Page 46 of Off Script


Font Size:

“Yeah,” he said softly. “That’d be nice.”

They talked for another few minutes—about his sister’s new job, the broken washing machine, and a neighbor’s dog who kept escaping. The kind of ordinary chaos that used to drive him crazy as a teenager but now felt like home.

When he finally hung up, the room was quiet again. He stood there for a moment, phone still in his hand, the laughter from the call echoing faintly in his head. For a few minutes, the noise in his chest eased, replaced by the warmth only his family could offer. The call left him steadier, but these days, peace like that never lasted long.

***

Later that day, Liam sat in the makeup trailer with his phone balanced loosely in his hand. Benji, his favorite makeup artist, worked on him with practiced ease, smoothing concealer beneath his tired eyes.

“Hold still,” Benji said. “You’re extra twitchy today.”

Liam didn’t respond. His eyes stayed locked on the screen in front of him, the new call sheet staring back.

In three days, they’d be leaving the city behind for a week of filming at a remote nature reserve. It would be just the cast, the crew, and all that wilderness pressing in from every side. Theplace was supposedly beautiful, and far enough off the grid that there wouldn’t be much else around. They’d be staying in a small eco-lodge: the cast in private rooms, the rest of the crew in bunk-style cabins.

Benji dabbed carefully under one eye, then leaned back to examine his work. “Didn’t sleep?”

“Not much.”

“Let me guess—too much doom-scrolling before bed?” Benji asked, voice light but amused. “That trailer’s everywhere. You’ve seen the chaos online, right?”

Liam hesitated. “A little.”

Benji’s reflection caught Liam’s eyes in the mirror. “You and Jacob,” he said, grinning. “Honey, that wasn’t just chemistry—that was pure heat.”

Liam’s fingers stilled on his phone. “If people are seeing heat, then we’re doing our jobs.”

“Darling, please. You couldn’t hide that kind of spark if you tried. Whatever’s between you and Jacob—it’s practically radiating off the screen.”

Benji had that bright energy of someone who noticed everything and couldn’t resist turning it into conversation. Normally, Liam didn’t mind, but today he was cutting a little too close to the bone. He forced himself to look up, eyes meeting Benji’s through the mirror. “Is that your professional opinion?”

A faint smile tugged at Benji’s mouth. “I paint faces, not spin stories.” He tapped Liam’s chin lightly. “All done, handsome.”

Liam swallowed and looked at himself in the mirror. Benji’s brushwork had done its job. “Appreciate it,” he said, the words automatic.

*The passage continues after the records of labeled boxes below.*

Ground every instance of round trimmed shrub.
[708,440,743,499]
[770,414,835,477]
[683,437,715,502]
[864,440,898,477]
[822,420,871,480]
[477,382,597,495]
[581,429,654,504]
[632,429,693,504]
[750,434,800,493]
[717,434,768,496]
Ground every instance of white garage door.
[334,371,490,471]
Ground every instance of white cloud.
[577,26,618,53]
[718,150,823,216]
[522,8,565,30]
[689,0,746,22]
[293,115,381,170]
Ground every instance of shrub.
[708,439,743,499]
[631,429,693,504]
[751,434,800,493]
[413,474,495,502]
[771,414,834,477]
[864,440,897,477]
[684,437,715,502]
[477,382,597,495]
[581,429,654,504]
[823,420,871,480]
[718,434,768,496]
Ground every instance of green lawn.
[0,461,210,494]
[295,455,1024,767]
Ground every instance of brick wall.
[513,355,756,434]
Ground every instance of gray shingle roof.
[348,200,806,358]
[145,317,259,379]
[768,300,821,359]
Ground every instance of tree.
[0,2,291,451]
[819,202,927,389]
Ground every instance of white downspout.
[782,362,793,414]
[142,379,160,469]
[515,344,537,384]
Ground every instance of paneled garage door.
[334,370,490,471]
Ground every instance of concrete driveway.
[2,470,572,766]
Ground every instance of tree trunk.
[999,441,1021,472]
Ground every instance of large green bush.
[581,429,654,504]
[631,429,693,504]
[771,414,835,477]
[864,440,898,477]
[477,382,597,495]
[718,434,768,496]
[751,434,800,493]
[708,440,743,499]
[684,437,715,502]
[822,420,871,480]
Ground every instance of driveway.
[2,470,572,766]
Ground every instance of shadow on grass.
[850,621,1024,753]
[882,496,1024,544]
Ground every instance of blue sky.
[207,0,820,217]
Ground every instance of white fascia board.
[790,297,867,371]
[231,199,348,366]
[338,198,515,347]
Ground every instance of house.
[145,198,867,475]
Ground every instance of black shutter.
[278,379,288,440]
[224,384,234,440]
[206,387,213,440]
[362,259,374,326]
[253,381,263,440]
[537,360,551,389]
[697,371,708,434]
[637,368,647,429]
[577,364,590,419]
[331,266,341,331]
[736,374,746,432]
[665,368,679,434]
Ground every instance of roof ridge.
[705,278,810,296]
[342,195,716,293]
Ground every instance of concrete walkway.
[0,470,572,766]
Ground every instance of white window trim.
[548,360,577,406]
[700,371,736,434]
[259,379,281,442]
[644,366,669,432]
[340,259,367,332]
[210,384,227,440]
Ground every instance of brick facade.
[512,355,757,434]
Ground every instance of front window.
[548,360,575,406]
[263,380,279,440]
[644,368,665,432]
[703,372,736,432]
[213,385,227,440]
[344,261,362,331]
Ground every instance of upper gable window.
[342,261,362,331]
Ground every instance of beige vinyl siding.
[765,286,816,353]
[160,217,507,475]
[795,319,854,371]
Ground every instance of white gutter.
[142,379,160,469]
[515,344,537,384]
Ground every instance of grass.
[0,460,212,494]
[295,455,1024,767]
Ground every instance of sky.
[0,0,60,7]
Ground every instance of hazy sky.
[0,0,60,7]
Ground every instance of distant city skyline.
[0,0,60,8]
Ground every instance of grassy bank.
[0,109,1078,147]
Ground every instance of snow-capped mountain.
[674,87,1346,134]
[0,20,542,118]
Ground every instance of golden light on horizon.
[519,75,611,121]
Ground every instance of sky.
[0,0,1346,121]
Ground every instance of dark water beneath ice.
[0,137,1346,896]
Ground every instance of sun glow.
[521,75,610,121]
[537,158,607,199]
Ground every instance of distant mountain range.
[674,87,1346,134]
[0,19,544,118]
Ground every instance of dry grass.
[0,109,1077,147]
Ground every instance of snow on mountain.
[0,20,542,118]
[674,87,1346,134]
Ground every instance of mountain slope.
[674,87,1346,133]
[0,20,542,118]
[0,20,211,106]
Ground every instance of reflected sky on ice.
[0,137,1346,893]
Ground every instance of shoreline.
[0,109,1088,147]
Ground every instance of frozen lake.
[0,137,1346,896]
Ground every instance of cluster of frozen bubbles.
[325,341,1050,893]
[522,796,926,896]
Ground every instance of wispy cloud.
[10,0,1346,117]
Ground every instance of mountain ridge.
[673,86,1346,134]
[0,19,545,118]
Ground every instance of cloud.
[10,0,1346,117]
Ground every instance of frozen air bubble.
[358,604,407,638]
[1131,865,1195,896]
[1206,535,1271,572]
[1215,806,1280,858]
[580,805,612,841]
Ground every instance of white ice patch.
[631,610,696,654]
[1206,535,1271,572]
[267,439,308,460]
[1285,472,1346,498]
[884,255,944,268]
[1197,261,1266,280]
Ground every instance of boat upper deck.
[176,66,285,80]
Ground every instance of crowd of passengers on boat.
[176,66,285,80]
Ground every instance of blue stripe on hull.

Benji was already cleaning his brushes, voice drifting somewhere between teasing and kind. “Three days till freedom—or maybe not. Depends what you’re running from.”

Liam didn’t answer. He wasn’t thinking about the studio anymore. His mind was already spiraling, circling the one truth he couldn’t escape. They were heading into the woods, into the kind of isolation that stripped everything down to its core. He couldn’t shake the feeling that once he and Jacob were out there, something between them would break—and there’d be no putting it back together.

Chapter 22

Jacob

He sat on a large, flat rock surrounded by moss and trees, his hands resting loosely on his thighs. His gaze stretched across the lake to the jagged line of mountains in the distance. The air smelled clean and fresh, of pine and damp stone.

He’d hiked half an hour from the lodge to get here, slipping away before anyone could question where he was going. The crew was still unloading gear, but he had needed a bit of space. Some stillness. A moment to breathe before the circus started.

Nature always had a way of leveling him out. When his head felt too full and his chest too tight, the woods made him feel like he could breathe again. If he sat still long enough, the serenity would always put him back together. He hadn’t realized until now how much he’d missed and needed it.

It was the first morning on location; some of the cast and crew were still trickling in. Ahead lay seven days of shooting, and seven nights in a remote lodge tucked deep in the wilderness. A full week of pretending nothing had changed—when everything had.

He tipped his head back, eyes tracing the canopy overhead. Sunlight threaded through the branches in fractured gold, catching on the leaves like fire. Somewhere far down the slope, a bird called once, then fell quiet again.

He hadn’t slept much. Not because of restlessness—though that lingered too—but because he’d been on the phone with Liam until nearly three in the morning.

Again.

He knew it was reckless. He shouldn’t have agreed to it that first time. Shouldn’t have answered last night either, yet he always did. Every time. Without fail.